Quero lembrar que, com o confortável distanciamento histórico do qual dispomos hoje, é obvio que os delírios de Hitler, propagandeados por Goebbels, eram medonhas monstruosidades, mas essa clareza não existia no calor daquele momento e muitos editoriais como o seu foram escritos na Alemanha, enquanto Hitler esmerilhava sua loucura.

O desmatamento na Amazônia é um crime que deve ser repudiado por toda a população e coibido pelo Estado, com toda força e rigor. Mas isso não o autoriza a utilizá-lo na construção de sofismas contra ou a favor de leis cujos problemas vossa senhoria ignora.
O aumento de 35% no desmatamento ao qual o Sr. se refere e em torno do qual constrói o sofisma do seu editorial deu-se sobre o número do ano passado que foi o menor desmatamento anual de florestas na Amazônia já detectado pelos sistemas de monitoramento. Apresentando apenas os 35% de aumento, sem fazer referência à base sobre a qual se deu esse aumento, o Sr. vende a ideia de que “se reverteu a tendência de queda” quando na verdade isso é uma mentira.
Nos últimos três anos o Brasil vem registrando taxas de desmatamento muito abaixo daquelas acordadas junto às instituições internacionais e caminha para a meta firmada mais rapidamente do que se planejou a principio. O seu editorial é falacioso.
Pior ainda constrói a relação espúria entre a falsa “reversão da tendência” e esforço democrático do Congresso Nacional de reformar o Código Florestal. Seu editorial silencia sob o fato de que o desmatamento ao qual o Sr. se refere (assim como todos os outros desde 1934) deram-se sob a vigência da lei que o parlamento brasileiro se esmera em modernizar.
O Sr mente diretamente quando afirma que a aprovação do Código Florestal na Câmara foi a “maior derrota do governo Dilma Rousseff no Congresso”. O texto aprovado na Câmara foi fruto de um acordo entre o Deputado Aldo Rebelo, relator da matéria, e três ministros do governo indicados pela Presidente Dilma para negociar o relatório: Wagner Rossi, da Agricultura, Afonso Florence, do Desenvolvimento Agrário e Izabella Teixeira, do Meio Ambiente. Acordo que teve indicação favorável da base do governo na Câmara. Os 411 votos favoráveis ao texto foram da base. Não da oposição. Mas o Sr. afirma o contrário em seu editorial.

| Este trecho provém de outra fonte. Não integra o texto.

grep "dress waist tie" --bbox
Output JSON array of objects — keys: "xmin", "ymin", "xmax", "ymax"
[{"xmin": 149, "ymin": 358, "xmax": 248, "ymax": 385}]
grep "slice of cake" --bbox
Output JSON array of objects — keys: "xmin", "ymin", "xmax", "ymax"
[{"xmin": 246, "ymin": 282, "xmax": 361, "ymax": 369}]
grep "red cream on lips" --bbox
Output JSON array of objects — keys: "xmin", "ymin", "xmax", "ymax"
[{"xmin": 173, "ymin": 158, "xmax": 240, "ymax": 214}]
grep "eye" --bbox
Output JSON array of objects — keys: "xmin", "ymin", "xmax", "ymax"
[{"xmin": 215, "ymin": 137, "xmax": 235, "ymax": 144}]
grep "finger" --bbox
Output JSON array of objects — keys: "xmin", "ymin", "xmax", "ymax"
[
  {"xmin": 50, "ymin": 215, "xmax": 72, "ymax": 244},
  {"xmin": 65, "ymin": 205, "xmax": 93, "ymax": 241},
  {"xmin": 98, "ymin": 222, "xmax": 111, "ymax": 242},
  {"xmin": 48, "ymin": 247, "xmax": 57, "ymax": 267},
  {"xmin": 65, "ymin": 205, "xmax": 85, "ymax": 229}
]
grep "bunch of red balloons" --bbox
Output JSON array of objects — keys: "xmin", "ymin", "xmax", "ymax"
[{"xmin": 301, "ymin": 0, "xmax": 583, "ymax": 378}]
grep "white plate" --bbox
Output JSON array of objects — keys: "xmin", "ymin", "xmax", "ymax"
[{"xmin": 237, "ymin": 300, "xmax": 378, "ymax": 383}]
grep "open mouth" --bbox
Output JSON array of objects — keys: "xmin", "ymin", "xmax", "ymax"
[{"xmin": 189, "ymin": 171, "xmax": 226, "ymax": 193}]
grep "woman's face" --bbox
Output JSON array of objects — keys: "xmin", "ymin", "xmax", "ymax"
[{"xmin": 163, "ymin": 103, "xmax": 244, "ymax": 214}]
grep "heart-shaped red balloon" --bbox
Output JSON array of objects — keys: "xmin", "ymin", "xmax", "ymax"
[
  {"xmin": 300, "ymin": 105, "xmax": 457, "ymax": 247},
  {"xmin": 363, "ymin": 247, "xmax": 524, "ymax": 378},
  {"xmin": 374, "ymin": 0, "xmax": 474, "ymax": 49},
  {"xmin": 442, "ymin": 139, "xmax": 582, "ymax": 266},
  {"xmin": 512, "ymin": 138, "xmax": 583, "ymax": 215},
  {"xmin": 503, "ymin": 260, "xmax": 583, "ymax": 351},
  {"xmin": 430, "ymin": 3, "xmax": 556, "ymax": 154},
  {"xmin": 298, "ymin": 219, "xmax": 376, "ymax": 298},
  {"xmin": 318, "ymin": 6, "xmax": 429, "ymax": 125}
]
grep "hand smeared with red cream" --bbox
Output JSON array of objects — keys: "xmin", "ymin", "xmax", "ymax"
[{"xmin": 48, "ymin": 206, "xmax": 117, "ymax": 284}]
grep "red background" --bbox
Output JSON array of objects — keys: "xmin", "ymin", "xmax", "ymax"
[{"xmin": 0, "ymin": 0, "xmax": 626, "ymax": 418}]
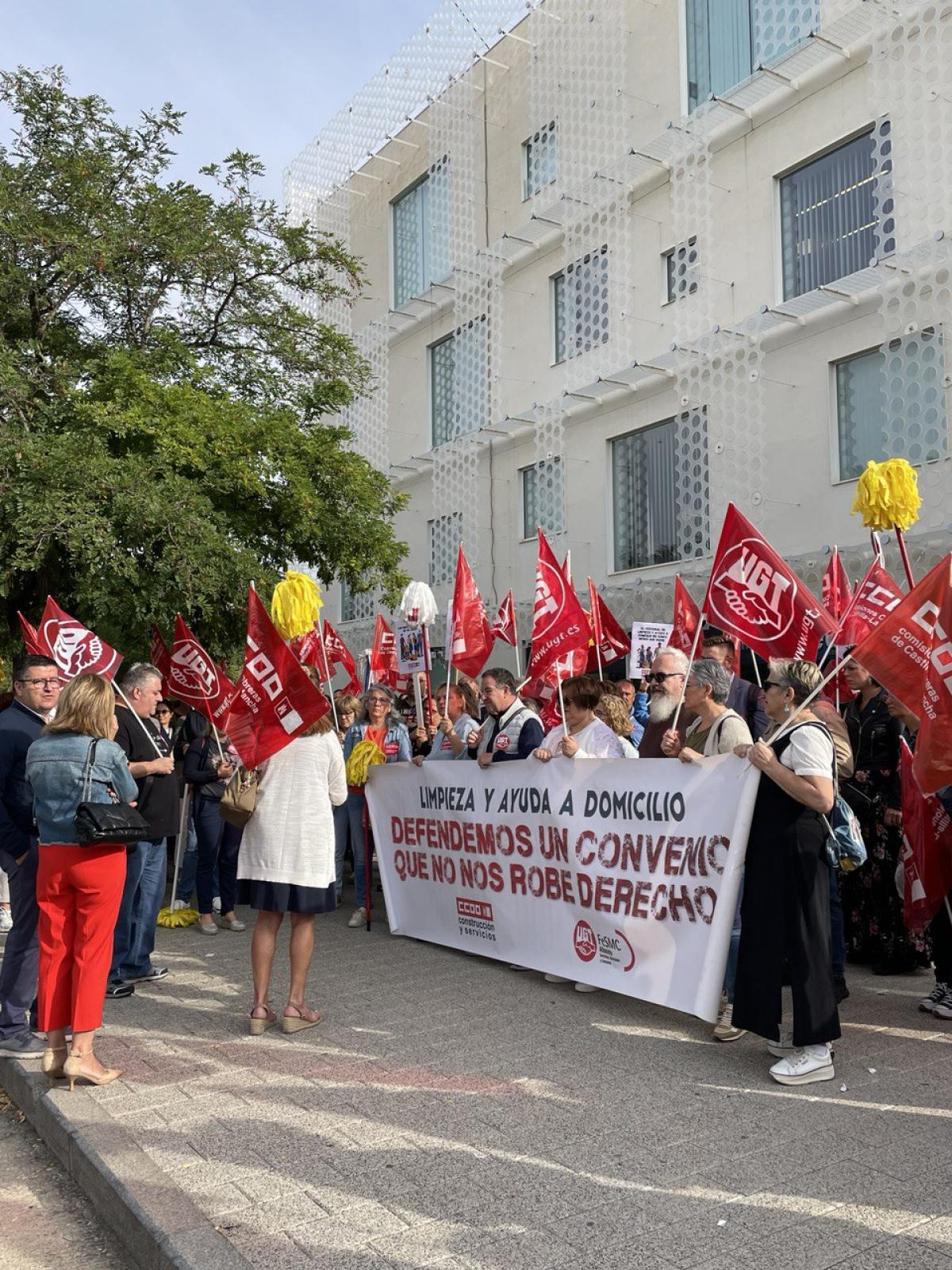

O Sr. mente abertamente também quando afirma que “o novo código é acusado pelo MMA de incentivar o desmate.” A Ministra Izabella Teixeira nunca abriu a boca para fazer essa ilação. O que há são declarações irresponsáveis de alguns técnicos do IBAMA que estão mais para militantes de organizações não governamentais do que para técnicos de governo, de que existe relação entre as duas coisas. Mas nunca houve nada além de declarações irresponsáveis que comprovasse que o aumento inexistente no desmatamento seja causado pela expectativa do texto de Aldo Rebelo.
É consenso que o Código Florestal vigente precisa de uma revisão. Mas ninguém discute isso hoje, depois que o próprio processo de revisão retirou a capa de mentiras, muitas das quais sustentadas por jornais como o seu, que escondia uma lei que indiscutivelmente precisa de revisão sob a miragem de que tínhamos “a legislação ambiental mais moderna do planeta”.
O Brasil precisa de uma legislação moderna, que concilie preservação e produção. E tem potencial para as duas coisas. Mas a atualização do Código Florestal depende, também, de uma imprensa que possa pensar por si mesma, de jornais que consigam ser imparciais ao invés de apenas regurgitarem pautas alheias.
Antes do movimento de reforma da lei empreendido por Aldo Rebelo a sociedade brasileira estava tranqüila achando que tinha uma das mais modernas legislações ambientais do mundo. Muitos produtores rurais foram presos, multados, tiveram suas áreas embargadas, foram obrigados a destruir parte dos seus cultivos, alguns foram expulsos de suas casas, muitos venderam suas terras, enquanto o Sr. e seu jornal estavam a repetir o bordão da melhor lei ambiental do mundo e alheios à necessidade de reforma.
O sentimento cultivado no campo pela opressão dos órgão públicos ao brandir a lei “que precisa de reforma”, foi precisamente o que gerou os 411 votos favoráveis na Câmara que o Sr. se esmera em não compreender.
A crise em torno do Código Florestal é também uma evidência de problema no funcionamento da imprensa nacional, que se urbanizou junto com a população e perdeu a capacidade de ler corretamente o que acontece para além das áreas urbanas. A imprensa nacional trata o campo através do prisma mofado de grandes oligarcas latifundiários oprimindo camponeses indefesos. Esse rótulo há muito não se encaixa nos dilemas do campo, mas o Sr. e seus jornalistas não sabem como cobrir os temas não urbanos sem ele. Não é apenas o Código Florestal que precisa de reforma. Também os estereótipos empoeirados que o Sr., em particular, e a imprensa urbana, em geral, carregam sobre os dilemas do campo precisam de reforma.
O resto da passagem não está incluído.